O meu pai não contou para ninguém que estava com câncer. Nós da família só ficamos sabendo cinco anos depois do diagnóstico. Durante esse tempo, quando eu soube que ele estava indo ao médico com freqüência, meu pai afirmava que estava com problemas na coluna e que por isso precisava andar com uma cinta. Na realidade, ele tinha câncer de próstata.
Acho que ele sempre foi muito auto-suficiente e reservado. Não gostava de preocupar as pessoas com as suas dores e seus problemas.
Então nós só ficamos sabendo do câncer quando o meu pai já estava numa fase muito pesada da doença, um ano antes de morrer.
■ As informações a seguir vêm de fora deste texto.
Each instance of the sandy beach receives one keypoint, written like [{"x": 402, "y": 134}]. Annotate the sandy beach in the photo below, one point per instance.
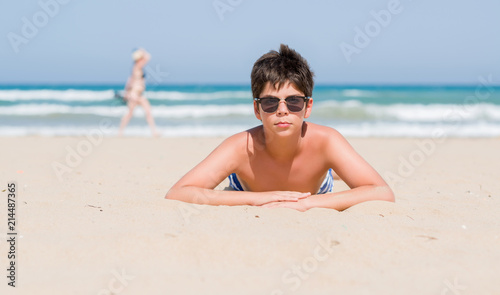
[{"x": 91, "y": 218}]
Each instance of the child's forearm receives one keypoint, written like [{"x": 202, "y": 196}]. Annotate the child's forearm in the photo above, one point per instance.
[
  {"x": 345, "y": 199},
  {"x": 203, "y": 196}
]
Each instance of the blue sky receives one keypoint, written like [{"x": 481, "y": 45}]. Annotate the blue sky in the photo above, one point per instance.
[{"x": 207, "y": 41}]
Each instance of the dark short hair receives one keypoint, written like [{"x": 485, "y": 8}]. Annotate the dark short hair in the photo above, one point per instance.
[{"x": 281, "y": 67}]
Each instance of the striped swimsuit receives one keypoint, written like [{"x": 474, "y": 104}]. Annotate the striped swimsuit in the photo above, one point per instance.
[{"x": 326, "y": 185}]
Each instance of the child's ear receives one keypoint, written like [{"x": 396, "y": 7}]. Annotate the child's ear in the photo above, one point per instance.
[
  {"x": 308, "y": 108},
  {"x": 256, "y": 110}
]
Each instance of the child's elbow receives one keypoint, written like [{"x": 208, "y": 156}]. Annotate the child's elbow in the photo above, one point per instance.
[{"x": 386, "y": 193}]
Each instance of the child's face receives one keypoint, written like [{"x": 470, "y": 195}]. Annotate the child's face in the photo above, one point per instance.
[{"x": 282, "y": 119}]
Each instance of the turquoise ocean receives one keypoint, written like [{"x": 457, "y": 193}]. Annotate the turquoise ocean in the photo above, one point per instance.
[{"x": 222, "y": 110}]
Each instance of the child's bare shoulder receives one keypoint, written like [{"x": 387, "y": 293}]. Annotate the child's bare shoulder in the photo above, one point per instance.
[
  {"x": 323, "y": 134},
  {"x": 244, "y": 141}
]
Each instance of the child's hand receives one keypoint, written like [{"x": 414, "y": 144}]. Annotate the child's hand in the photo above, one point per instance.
[{"x": 297, "y": 205}]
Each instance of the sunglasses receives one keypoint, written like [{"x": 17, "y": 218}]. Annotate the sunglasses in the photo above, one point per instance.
[{"x": 294, "y": 103}]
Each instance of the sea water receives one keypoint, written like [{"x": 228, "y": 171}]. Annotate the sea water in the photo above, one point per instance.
[{"x": 222, "y": 110}]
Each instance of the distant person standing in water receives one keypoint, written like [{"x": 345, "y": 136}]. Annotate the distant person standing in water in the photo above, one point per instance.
[{"x": 134, "y": 91}]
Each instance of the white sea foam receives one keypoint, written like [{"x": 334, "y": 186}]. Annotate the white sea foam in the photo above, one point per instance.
[
  {"x": 356, "y": 110},
  {"x": 93, "y": 95},
  {"x": 378, "y": 129},
  {"x": 182, "y": 111},
  {"x": 62, "y": 95},
  {"x": 177, "y": 95}
]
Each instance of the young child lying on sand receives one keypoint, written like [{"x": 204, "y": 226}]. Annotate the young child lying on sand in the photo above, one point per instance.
[{"x": 285, "y": 162}]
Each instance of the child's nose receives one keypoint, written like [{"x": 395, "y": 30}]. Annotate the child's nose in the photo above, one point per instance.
[{"x": 282, "y": 108}]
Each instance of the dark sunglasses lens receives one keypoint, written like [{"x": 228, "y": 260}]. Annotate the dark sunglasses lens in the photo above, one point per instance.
[
  {"x": 269, "y": 105},
  {"x": 295, "y": 104}
]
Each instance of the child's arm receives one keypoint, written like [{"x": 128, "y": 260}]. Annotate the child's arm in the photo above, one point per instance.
[
  {"x": 197, "y": 186},
  {"x": 365, "y": 183}
]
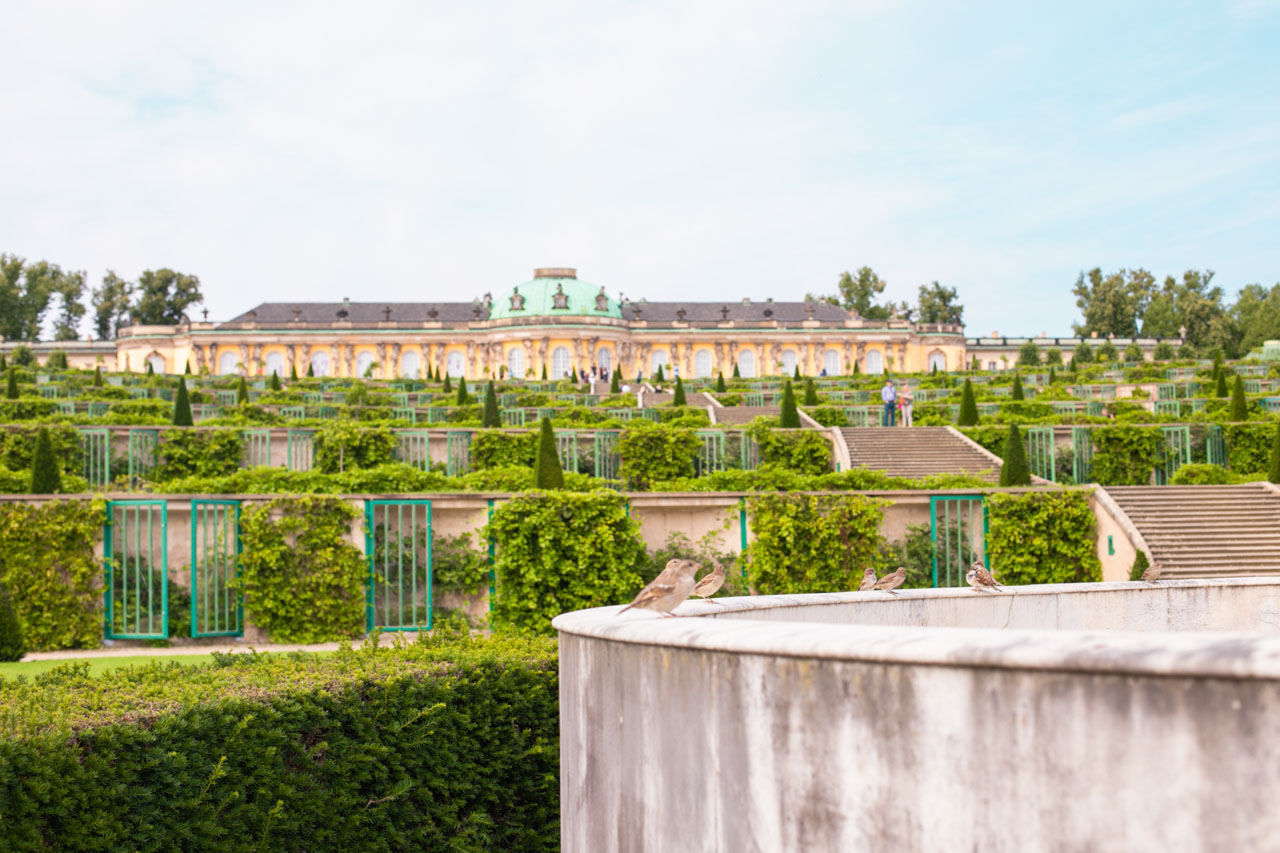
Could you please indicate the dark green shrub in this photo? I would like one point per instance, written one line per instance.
(562, 551)
(1014, 471)
(548, 474)
(46, 477)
Nessa fase, ele já tinha operado, feito tratamentos e estava muito fragilizado. E na verdade ele só contou porque não havia mais como esconder de ninguém, de tão debilitado que estava.
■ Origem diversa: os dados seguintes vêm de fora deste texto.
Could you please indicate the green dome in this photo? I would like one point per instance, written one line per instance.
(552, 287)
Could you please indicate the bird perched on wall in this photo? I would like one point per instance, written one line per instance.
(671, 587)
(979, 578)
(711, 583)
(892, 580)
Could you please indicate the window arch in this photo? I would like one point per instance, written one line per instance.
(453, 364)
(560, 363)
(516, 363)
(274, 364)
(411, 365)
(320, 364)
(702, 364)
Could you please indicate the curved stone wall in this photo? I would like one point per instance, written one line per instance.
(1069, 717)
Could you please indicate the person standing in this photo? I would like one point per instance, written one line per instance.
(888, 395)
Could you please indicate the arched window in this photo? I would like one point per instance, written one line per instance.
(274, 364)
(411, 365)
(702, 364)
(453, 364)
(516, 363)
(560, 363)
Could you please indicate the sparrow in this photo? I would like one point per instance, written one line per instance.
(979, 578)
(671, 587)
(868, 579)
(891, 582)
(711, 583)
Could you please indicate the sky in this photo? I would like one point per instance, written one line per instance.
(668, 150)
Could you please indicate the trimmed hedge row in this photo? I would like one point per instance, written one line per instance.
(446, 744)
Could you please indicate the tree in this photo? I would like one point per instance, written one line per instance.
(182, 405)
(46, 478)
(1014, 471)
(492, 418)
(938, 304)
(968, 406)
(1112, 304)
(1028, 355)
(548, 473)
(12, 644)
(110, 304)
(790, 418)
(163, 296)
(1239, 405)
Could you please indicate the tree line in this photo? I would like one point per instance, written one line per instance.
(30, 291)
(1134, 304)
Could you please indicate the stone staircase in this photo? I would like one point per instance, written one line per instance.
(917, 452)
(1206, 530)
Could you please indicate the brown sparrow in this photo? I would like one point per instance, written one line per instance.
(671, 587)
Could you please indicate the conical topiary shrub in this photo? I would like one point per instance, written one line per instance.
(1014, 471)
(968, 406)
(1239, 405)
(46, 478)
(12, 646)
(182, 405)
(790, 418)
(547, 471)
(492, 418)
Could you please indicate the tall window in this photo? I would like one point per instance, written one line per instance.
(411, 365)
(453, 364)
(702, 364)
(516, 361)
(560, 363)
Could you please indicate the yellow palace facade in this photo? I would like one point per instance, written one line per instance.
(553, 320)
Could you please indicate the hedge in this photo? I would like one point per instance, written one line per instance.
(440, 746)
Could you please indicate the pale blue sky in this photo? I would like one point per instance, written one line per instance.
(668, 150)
Durante os cinco anos em que ficou doente, todos suspeitavam, no fundo, que ele estivesse com alguma doença grave. Sua pele estava muito amarelada, ele emagreceu demais, apresentando vários sintomas visíveis de que realmente estava doente. Mas nem eu nem meus irmãos tocávamos no assunto, sabíamos que era algo muito particular para ele, e era como se estivéssemos invadindo sua privacidade, que ele queria manter. Isso ficava bem claro para todos nós. Dessa forma, quando perguntávamos por que ele estava assim, o meu pai desconversava, dizia que não era nada, o que reforçava a idéia de que escondia algo mais grave. Afinal, se não estivesse mesmo com nada, ele teria esclarecido a pele amarelada, aquele emagrecimento tão intenso, a dificuldade para caminhar. Nesse caso, acho que ele diria: "Olha, estou com isto e aquilo, e ponto!" Ele nunca foi de dar muita satisfação a ninguém.